13 アルジェントサイド
リモーネに恋人ができた。
そのことを聞かされた私は、なぜか岩を飲み込んだような胸の苦しさを覚え、寮に戻った。
リモーネは私にとって大切な幼馴染で、妹のような存在で。婚約者となってからも、ずっと彼女を幸せにすることが私の使命だと思っていた。
彼女はよく私の銀髪や青い瞳を華やかだと羨むが、彼女の漆黒の瞳と髪はとても神秘的で美しい。なぜか本人は自分を地味だと勘違いしていて、私が綺麗だと褒めても社交辞令だと思われるのだが。
リモーネには美しさだけでなく才能もあった。小さな頃から魔法陣の研究に明け暮れ、とうとう“魔法の威力を増幅させる魔法陣”を開発したのだ。その美貌と才能に目をつけた父が、私との婚約を打診したのだが、もともと仲が良かったのでテルペン家も手放しで喜んでくれた。
それからはずっとそばで寄り添いながら、優しくて穏やかな時間を過ごした。
結婚して、子供を作って、それから猫も飼いたいな……なんて将来のことを考えることもあった。試しにリモーネに飼いたいペットを聞いたら、タカがいいです! カッコイイから! と言われてしまったけれど。……まさか猛禽類とは。
猫かタカかは結論が出なかったが――私はリモーネとの婚約に何一つ不満など抱いていなかった。リモーネは美しく才能もあるのに、気さくで人を和ませる不思議な魅力がある。
彼女となら、生涯幸せに暮らしてゆけるだろうという確信があった。
……それなのに。
初めて、メーラ・プロシア嬢を見た時。平民にもこんなに可憐な女性がいるのかと驚いた。彼女が笑うと、その空間がふわっと温かくなるような気がして、思わず目が吸い寄せられてしまった。気付けばメーラ嬢に視線を向けており、自分の行動に愕然とした。

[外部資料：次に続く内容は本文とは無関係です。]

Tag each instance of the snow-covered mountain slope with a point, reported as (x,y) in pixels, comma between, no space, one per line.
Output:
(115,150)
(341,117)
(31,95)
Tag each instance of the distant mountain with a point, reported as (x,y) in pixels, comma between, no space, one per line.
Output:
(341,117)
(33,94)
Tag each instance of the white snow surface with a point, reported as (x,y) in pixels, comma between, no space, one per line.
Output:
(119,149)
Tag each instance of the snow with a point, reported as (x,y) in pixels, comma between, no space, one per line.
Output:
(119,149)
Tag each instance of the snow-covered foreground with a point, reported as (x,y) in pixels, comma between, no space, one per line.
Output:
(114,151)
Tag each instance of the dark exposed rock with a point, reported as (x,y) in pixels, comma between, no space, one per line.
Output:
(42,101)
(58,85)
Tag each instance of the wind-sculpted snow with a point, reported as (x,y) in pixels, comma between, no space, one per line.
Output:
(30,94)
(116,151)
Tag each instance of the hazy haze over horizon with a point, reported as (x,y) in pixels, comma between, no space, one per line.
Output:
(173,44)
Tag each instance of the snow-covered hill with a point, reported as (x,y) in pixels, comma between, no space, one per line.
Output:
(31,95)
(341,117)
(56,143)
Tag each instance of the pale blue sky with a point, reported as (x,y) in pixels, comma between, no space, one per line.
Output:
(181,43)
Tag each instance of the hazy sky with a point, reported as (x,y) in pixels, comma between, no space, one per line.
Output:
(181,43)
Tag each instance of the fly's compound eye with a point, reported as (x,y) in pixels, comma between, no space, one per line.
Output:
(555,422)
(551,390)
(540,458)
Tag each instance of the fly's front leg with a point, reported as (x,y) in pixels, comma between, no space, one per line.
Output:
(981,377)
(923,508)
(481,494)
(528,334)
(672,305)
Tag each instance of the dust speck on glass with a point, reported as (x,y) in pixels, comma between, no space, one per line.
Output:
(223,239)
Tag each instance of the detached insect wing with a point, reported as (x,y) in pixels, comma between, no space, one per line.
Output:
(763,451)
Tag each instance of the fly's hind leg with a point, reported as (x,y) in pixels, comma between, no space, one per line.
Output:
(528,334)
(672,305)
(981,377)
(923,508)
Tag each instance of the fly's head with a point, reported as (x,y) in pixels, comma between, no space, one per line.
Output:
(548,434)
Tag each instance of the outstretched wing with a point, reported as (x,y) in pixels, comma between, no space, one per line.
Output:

リモーネ以外の女性を気にするなんて! これはリモーネに対する裏切りだ。
こんな自分が、果たして彼女を幸せにできるのか?
散々悩みに悩んだ末、私は覚悟を決めた。
こんな浮気性な自分は、リモーネにはふさわしくない。リモーネを、私から解放しようと。
婚約を解消する以上、リモーネには私以上に条件の良い相手を用意しなければならない。彼女と並んで見劣りしない美貌を持ち、彼女が苦労しないだけの権力と財力を持つ男を、徹底的に調べ上げた。最終判断はもちろん性格だ。クズやゲスにリモーネを任せるわけにはいかない。
そしてようやく候補を絞り込んだので、あとはリモーネの希望を聞こうと思っていた矢先に、オルカ・マーレとの交際宣言を受けたのだった。
寝耳に水過ぎて、挙動不審になってしまったことは反省している。
オルカ・マーレのことは優秀な平民特待生ということしか知らなかった。リモーネが魔法陣研究部に誘ったということは聞いていたが、その人となりについては情報不足だ。
リモーネが選んだのだから、善良な人間なんだろうとは思うが、やはりこの目で確かめないと安心できない。
それに……なぜだか分からないが、オルカ・マーレのことを考えるとイライラしてしまうのだ。
自分が自分でなくなるような焦りが、私の胸に渦巻いていた。
誰かに話を聞いてほしい……。
そう思い立った私は、乳兄弟であるリコルド・セレーノに相談することにした。